As a surgeon, the stakes are high. Prior authorization can delay care, lead to abandonment of treatment and cause unnecessary pain and risk. Delay in advance authorization may also lead to the patient giving up the recommended treatment altogether. But with the right tools, they all change, and these changes are obvious when we are involved in building systems that support surgeons and our team: turnover speed, less inappropriate rejection, and better consistency with medical association standards.
More importantly, these responsible AI models are not static. They are constantly refined by doctors and nurses to ensure their decision logic has a place in the real world. This means they are not only faster—they are more accurate, traceable and trustworthy. When doctors help develop these tools, automation becomes a partner, not a barrier to care and clinical productivity.
Collaborative model for improved results
Now, we see what it looks like when prior authorization becomes a collaborative effort to support care services with providers. By letting doctors shape our AI systems, we can turn leverage management into benefits for all – patients, providers and health plans.
The best performing models today are collaborative by design. They will compile clinical guidelines, get the correct data from patient records, and provide real-time approval where possible. When they can’t? They will decide to upgrade to the real clinician for review. This collaborative approach accelerates access to care while respecting clinical judgment.

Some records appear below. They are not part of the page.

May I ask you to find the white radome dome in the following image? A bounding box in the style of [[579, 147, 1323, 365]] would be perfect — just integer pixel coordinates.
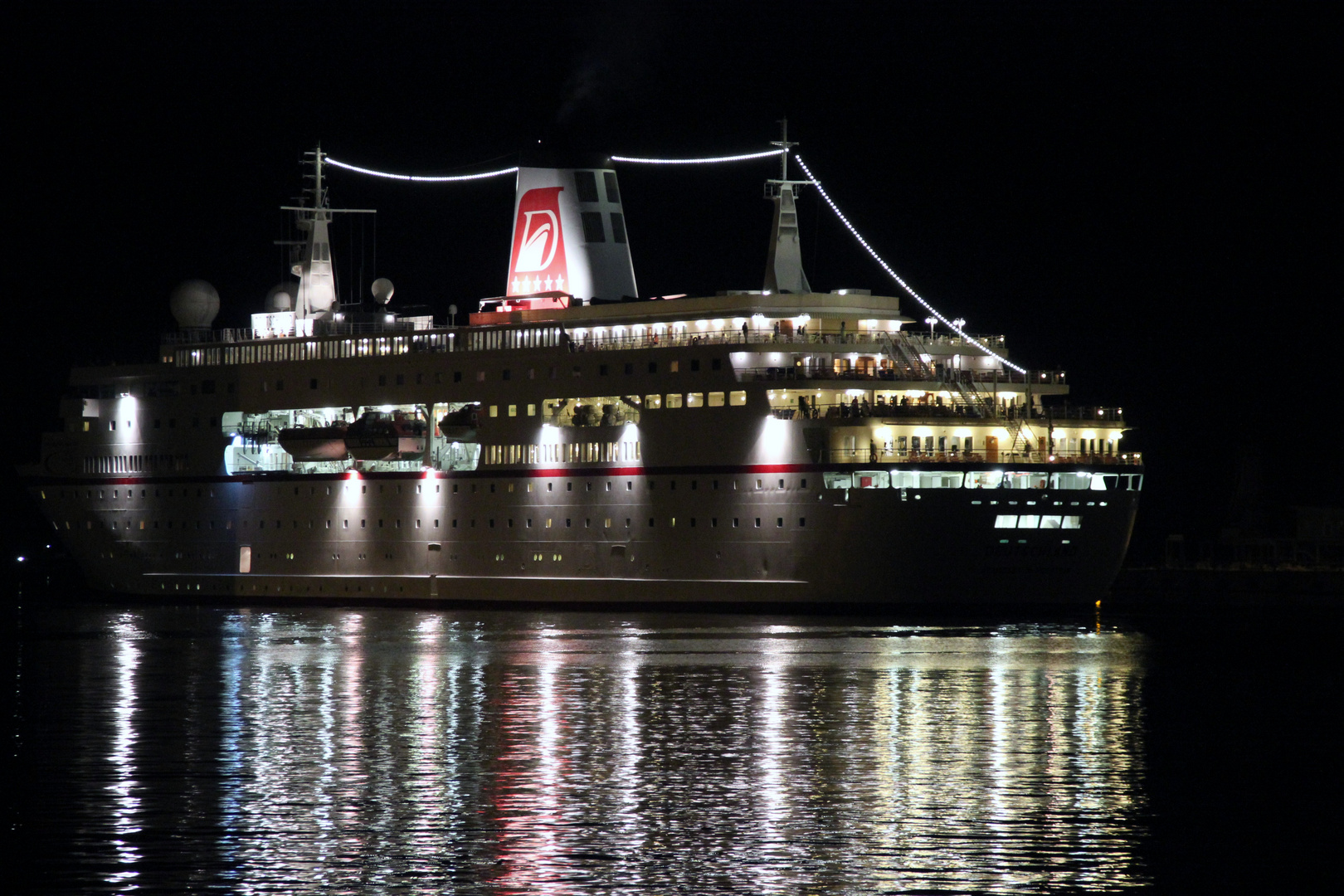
[[262, 284, 295, 314], [368, 277, 397, 305], [168, 280, 219, 329]]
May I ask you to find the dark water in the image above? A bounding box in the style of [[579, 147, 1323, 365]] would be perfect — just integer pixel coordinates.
[[9, 591, 1344, 894]]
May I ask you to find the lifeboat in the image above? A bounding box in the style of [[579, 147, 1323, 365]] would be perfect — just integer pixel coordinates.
[[280, 423, 348, 460], [345, 411, 427, 460]]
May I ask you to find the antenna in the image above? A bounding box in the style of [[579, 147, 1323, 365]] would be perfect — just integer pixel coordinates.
[[762, 118, 811, 293], [770, 118, 798, 180]]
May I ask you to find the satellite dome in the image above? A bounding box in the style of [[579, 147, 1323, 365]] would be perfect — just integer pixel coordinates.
[[262, 284, 295, 314], [368, 277, 397, 305], [168, 280, 219, 329]]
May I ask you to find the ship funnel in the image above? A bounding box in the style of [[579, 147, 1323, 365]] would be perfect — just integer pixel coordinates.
[[505, 168, 639, 299]]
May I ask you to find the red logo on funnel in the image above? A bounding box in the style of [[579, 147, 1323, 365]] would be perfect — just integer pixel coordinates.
[[507, 187, 570, 295]]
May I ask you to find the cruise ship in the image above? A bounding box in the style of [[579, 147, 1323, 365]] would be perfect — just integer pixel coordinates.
[[24, 141, 1144, 607]]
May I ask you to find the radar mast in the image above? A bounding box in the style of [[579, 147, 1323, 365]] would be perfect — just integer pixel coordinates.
[[762, 118, 811, 293], [281, 144, 375, 326]]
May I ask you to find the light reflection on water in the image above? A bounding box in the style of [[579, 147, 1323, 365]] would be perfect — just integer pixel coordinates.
[[18, 608, 1147, 894]]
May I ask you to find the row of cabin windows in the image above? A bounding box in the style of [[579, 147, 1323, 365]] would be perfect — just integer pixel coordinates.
[[47, 477, 808, 501], [453, 477, 808, 494], [83, 416, 219, 432], [481, 442, 640, 466], [252, 358, 723, 392], [486, 390, 747, 416], [63, 516, 806, 532], [83, 454, 188, 475], [449, 516, 808, 529]]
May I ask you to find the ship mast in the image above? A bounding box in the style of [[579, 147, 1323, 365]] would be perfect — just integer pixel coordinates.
[[281, 144, 375, 326], [762, 118, 811, 293]]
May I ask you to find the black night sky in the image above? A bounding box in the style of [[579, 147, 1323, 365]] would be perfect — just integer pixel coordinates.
[[4, 0, 1344, 560]]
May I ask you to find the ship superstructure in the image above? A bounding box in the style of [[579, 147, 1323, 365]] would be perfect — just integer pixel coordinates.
[[21, 137, 1142, 605]]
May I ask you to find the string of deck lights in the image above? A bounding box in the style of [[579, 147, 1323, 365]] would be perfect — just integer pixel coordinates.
[[324, 156, 518, 184], [794, 156, 1027, 373], [611, 149, 783, 165], [327, 149, 1027, 373]]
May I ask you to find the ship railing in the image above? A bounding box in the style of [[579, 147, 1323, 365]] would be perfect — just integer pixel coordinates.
[[737, 367, 1066, 389], [160, 321, 1023, 354], [811, 445, 1144, 466], [772, 397, 1107, 425], [553, 328, 1020, 352]]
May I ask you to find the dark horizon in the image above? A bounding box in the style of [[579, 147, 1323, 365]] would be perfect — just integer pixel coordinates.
[[5, 2, 1344, 562]]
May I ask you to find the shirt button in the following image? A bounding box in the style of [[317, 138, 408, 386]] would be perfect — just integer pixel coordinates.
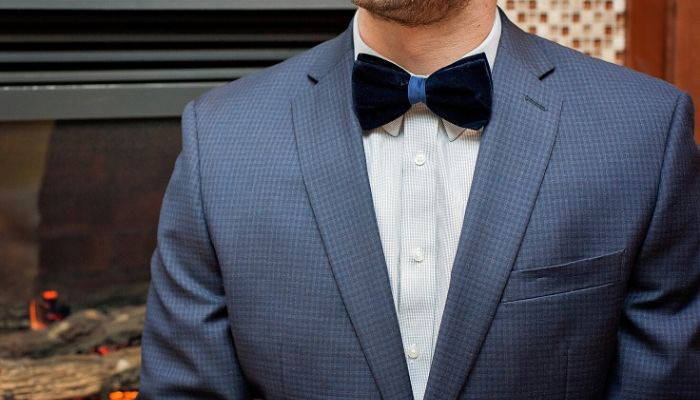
[[406, 343, 418, 360], [413, 247, 423, 262], [413, 153, 426, 167]]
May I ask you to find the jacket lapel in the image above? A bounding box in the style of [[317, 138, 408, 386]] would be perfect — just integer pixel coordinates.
[[425, 12, 562, 400], [292, 28, 412, 399]]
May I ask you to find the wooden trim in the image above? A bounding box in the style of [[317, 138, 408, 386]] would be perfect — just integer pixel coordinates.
[[625, 0, 700, 143]]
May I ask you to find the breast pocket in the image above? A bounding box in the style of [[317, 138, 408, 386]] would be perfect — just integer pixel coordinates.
[[502, 249, 624, 303]]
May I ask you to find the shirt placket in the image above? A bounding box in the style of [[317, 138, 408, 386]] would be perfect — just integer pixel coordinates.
[[398, 104, 439, 399]]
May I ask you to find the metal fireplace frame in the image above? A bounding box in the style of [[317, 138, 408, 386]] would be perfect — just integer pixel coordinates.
[[0, 0, 354, 121]]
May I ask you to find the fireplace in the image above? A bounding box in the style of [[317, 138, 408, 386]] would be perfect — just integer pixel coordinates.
[[0, 0, 353, 400]]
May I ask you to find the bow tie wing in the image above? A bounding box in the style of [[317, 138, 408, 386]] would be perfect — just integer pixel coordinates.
[[352, 54, 411, 130], [426, 53, 493, 130]]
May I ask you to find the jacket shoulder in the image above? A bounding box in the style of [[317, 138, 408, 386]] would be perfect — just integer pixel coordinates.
[[192, 33, 348, 120]]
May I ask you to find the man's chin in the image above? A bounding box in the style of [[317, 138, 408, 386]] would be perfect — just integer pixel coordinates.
[[353, 0, 460, 28]]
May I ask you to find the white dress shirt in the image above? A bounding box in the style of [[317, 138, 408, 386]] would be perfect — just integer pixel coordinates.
[[353, 12, 501, 400]]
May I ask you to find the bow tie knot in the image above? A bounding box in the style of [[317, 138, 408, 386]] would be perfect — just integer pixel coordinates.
[[352, 53, 493, 130]]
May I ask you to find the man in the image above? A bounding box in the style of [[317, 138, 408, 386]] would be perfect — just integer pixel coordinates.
[[141, 0, 700, 400]]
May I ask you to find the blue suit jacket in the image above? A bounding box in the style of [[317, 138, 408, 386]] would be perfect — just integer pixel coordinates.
[[141, 10, 700, 400]]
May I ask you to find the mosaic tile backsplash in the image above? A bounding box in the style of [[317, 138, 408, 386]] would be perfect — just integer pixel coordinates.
[[498, 0, 627, 64]]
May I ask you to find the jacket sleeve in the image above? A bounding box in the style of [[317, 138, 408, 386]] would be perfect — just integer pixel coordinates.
[[139, 102, 249, 400], [607, 94, 700, 400]]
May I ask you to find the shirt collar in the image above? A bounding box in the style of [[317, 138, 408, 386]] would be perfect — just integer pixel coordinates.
[[352, 10, 501, 141]]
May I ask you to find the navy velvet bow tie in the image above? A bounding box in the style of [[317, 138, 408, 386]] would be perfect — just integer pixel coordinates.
[[352, 53, 493, 130]]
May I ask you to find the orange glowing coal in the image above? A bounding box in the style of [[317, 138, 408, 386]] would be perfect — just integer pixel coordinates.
[[109, 390, 139, 400], [29, 290, 70, 331]]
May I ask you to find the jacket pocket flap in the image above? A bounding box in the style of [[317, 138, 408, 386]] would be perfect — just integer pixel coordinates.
[[502, 250, 624, 302]]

These AI-driven solutions not only speed up the pace, but also help clinicians focus on what they can only do – caring for patients. This is the real clinical productivity in action, and the result is to talk to oneself.
Enhance provider satisfaction and patient outcomes
When doctors help build the tools we use in practice, prior authorization will shift from bureaucratic burden to support systems. We bring about clinical environments and nuances that are not visible to algorithms alone. The more we can participate in guiding the way these tools are built and used, the more time we will have to solve complex cases that really require our attention. That’s how we make real gains in clinical productivity and quality of care.
Call your doctor
To unlock the full potential of AI in previous authorizations, doctors must remain involved – not only users, but architects. Clinical expertise should maintain the core of AI systems creation and improvement, with the aim of automating rational medical decisions that are critical to the best outcomes and the experience of providers.

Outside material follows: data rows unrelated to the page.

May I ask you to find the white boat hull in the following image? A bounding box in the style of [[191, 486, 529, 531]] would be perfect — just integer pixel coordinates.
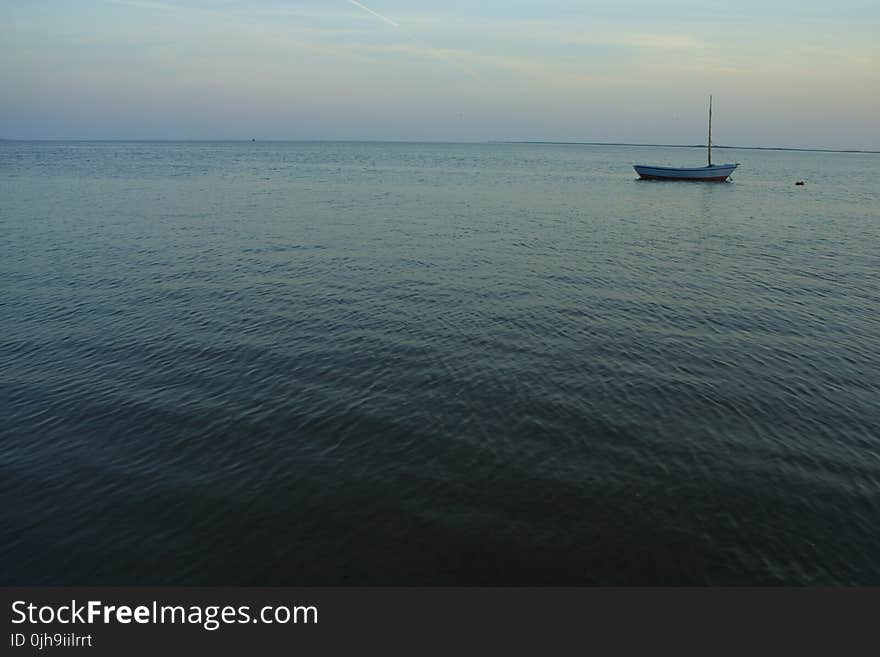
[[633, 164, 739, 182]]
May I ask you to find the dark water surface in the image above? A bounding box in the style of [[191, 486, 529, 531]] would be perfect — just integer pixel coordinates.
[[0, 142, 880, 585]]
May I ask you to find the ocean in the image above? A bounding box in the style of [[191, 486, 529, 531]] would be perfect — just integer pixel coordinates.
[[0, 141, 880, 586]]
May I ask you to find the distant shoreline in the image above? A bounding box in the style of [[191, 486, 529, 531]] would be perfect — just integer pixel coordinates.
[[489, 140, 880, 154], [0, 137, 880, 155]]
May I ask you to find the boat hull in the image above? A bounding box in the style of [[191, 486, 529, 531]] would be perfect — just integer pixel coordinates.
[[633, 164, 739, 182]]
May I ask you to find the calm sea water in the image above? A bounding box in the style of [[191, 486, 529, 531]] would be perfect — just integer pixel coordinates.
[[0, 142, 880, 585]]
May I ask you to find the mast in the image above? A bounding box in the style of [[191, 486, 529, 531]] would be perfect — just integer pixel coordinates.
[[708, 94, 712, 166]]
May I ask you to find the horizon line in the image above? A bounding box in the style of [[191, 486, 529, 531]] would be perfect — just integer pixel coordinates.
[[0, 137, 880, 154]]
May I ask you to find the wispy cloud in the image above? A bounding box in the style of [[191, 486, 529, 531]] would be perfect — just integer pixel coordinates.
[[348, 0, 400, 28], [348, 0, 481, 80]]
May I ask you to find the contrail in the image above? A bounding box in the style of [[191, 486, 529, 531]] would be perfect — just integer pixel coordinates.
[[348, 0, 400, 29], [348, 0, 481, 80]]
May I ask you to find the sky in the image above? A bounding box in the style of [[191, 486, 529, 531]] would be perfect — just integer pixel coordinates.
[[0, 0, 880, 149]]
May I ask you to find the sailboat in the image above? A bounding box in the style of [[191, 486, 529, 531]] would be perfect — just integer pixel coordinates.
[[633, 96, 739, 182]]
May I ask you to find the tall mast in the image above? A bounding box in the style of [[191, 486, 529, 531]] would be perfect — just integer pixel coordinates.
[[709, 94, 712, 166]]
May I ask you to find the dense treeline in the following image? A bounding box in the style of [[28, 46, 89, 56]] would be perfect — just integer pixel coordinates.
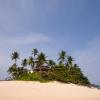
[[8, 49, 90, 85]]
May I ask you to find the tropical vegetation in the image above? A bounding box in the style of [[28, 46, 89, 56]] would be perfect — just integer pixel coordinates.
[[8, 48, 90, 85]]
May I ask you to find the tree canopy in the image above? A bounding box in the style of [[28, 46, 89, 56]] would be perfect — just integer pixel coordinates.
[[8, 48, 90, 85]]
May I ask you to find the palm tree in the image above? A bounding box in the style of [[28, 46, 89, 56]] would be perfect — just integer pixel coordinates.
[[36, 52, 46, 71], [48, 60, 56, 68], [8, 63, 18, 79], [28, 56, 34, 70], [11, 51, 19, 63], [58, 50, 67, 64], [67, 56, 74, 71], [32, 48, 39, 57], [21, 59, 27, 67]]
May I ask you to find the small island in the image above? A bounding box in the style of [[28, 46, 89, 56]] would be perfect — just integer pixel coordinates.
[[8, 48, 91, 86]]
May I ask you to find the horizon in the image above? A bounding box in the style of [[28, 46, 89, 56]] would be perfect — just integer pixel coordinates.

This ongoing partnership between tech developers, health plans and doctors is the right key. By rooting our AI and ML in the real world, we can shape a future where previous authorizations are smarter, faster, and better for everyone involved.
Ultimately, it’s about restoring the relationship between the doctor and the healthcare core. When previous authorizations respect clinical judgment rather than stand on its side, we can take back time and focus, and we need to focus on what is most important: our patients.
Photo: Noipho, Getty Images
Currently serving on the Medical Advisory Board of Cohere Health, Dr. Paul Johnson is an experienced orthopedic specialist who specializes in providing excellent care for patients in the Knoxville area for more than 30 years. He received his medical degree from Northwestern University and completed orthopedic residency at Vanderbilt University. Dr. Johnson then received a spinal scholarship at Emory University, furthering his expertise in spinal care.